M. Esper a précisé avoir parlé mercredi soir de possibles mesures de rétorsion avec le président Donald Trump, qui lui a donné toute autorité pour "faire ce qu'il y a à faire". Il n'a pas précisé quand les mesures de rétorsion seront prises ni où, mais il a laissé entendre que les Etats-Unis n'avaient pas l'intention de frapper le territoire iranien. "Nous nous focalisons sur ce groupe qui a commis ceci en Irak", a-t-il noté.

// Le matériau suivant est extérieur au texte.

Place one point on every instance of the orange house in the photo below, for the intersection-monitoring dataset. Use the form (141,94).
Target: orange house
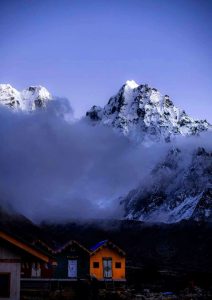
(107,262)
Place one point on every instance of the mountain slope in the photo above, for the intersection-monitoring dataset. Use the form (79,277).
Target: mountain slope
(28,100)
(143,114)
(178,188)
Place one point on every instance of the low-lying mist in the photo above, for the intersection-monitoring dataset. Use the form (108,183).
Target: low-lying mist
(55,168)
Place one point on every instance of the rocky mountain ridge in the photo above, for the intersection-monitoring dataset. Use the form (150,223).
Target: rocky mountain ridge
(144,115)
(29,99)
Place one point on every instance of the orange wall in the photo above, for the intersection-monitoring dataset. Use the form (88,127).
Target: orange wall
(118,274)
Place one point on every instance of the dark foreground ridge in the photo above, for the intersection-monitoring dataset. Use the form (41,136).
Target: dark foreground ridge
(160,257)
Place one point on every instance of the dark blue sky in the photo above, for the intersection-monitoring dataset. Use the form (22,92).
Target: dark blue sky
(86,49)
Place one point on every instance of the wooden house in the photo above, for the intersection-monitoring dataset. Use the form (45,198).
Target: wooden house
(34,269)
(107,262)
(13,252)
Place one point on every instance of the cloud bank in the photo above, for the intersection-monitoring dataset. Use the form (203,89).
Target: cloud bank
(55,168)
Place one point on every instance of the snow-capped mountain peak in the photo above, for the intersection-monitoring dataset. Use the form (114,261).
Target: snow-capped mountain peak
(143,114)
(29,99)
(131,84)
(9,96)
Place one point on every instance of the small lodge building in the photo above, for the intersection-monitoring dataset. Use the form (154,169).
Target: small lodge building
(25,267)
(13,252)
(107,262)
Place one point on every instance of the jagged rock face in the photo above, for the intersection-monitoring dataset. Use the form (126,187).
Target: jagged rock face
(28,100)
(180,188)
(9,96)
(143,114)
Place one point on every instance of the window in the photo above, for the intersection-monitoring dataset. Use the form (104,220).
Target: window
(118,265)
(4,285)
(95,264)
(36,270)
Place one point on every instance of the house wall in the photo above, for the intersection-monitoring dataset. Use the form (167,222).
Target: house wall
(10,263)
(72,252)
(117,274)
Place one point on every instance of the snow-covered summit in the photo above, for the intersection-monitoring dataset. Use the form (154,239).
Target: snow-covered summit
(144,114)
(29,99)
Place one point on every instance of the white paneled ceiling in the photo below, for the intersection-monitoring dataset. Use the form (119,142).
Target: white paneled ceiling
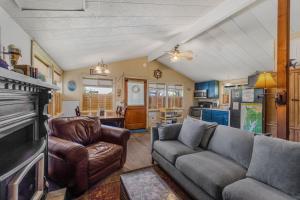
(109,29)
(237,47)
(122,29)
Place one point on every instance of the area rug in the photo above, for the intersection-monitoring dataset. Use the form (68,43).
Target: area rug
(111,189)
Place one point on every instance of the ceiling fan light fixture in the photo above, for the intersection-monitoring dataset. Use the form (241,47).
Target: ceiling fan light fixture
(100,69)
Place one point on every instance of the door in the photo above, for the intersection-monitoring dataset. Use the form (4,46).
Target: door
(135,99)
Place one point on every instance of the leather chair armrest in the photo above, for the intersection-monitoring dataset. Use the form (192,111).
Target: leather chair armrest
(118,136)
(114,135)
(73,154)
(67,150)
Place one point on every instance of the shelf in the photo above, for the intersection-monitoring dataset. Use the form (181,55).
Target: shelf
(13,161)
(14,76)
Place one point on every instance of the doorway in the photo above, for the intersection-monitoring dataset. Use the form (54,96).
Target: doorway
(135,99)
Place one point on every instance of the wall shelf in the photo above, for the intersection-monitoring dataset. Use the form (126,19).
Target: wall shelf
(11,76)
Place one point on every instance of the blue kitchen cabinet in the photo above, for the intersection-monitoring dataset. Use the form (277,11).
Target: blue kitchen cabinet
(213,89)
(201,86)
(207,115)
(219,116)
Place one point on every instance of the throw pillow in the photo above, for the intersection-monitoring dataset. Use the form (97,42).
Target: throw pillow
(192,132)
(169,132)
(210,129)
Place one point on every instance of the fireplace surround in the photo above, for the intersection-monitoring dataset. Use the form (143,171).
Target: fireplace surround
(23,136)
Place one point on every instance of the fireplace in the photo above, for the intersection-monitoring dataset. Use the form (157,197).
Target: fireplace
(23,136)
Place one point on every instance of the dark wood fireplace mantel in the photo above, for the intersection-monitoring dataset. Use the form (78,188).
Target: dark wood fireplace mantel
(23,135)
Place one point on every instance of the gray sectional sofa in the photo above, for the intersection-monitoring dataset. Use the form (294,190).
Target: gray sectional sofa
(231,164)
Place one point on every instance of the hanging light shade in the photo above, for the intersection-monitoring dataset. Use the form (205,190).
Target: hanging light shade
(100,69)
(265,80)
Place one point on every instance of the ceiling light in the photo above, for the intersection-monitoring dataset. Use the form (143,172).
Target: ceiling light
(100,69)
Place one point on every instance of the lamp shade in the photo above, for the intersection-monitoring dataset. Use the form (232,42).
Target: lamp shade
(265,80)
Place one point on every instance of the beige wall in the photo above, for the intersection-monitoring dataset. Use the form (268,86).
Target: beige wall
(133,68)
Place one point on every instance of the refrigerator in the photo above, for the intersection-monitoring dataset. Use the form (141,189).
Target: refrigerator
(247,109)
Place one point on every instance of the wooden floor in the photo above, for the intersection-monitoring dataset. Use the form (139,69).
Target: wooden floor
(138,156)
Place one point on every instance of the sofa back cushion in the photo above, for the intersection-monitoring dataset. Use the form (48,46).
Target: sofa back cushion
(82,130)
(169,131)
(233,143)
(192,132)
(276,162)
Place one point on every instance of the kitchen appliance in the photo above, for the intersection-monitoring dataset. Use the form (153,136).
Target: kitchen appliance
(200,94)
(247,109)
(195,112)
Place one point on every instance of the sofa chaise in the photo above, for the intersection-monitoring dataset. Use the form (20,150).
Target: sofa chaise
(231,164)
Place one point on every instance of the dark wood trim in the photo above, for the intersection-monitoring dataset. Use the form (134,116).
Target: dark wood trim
(283,47)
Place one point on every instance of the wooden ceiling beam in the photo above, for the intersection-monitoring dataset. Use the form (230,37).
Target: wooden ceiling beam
(283,56)
(220,13)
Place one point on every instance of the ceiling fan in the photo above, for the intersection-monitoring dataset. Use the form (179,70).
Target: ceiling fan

De son côté, le chef d'état-major, le général Mark Milley, a précisé qu'une trentaine de roquettes avaient été tirées mercredi en début de soirée sur la grande base de Taji, dans la banlieue de Bagdad, 18 atteignant la base. Deux militaires américains et un militaire britannique ont été tués dans cette attaque qui a également fait 14 blessés américains, britanniques, polonais et autres, dont cinq sont dans un état grave, a-t-il précisé.
Un premier bilan faisait état de deux soldats, l'un américain et l'autre britannique, ainsi qu'un sous-traitant américain.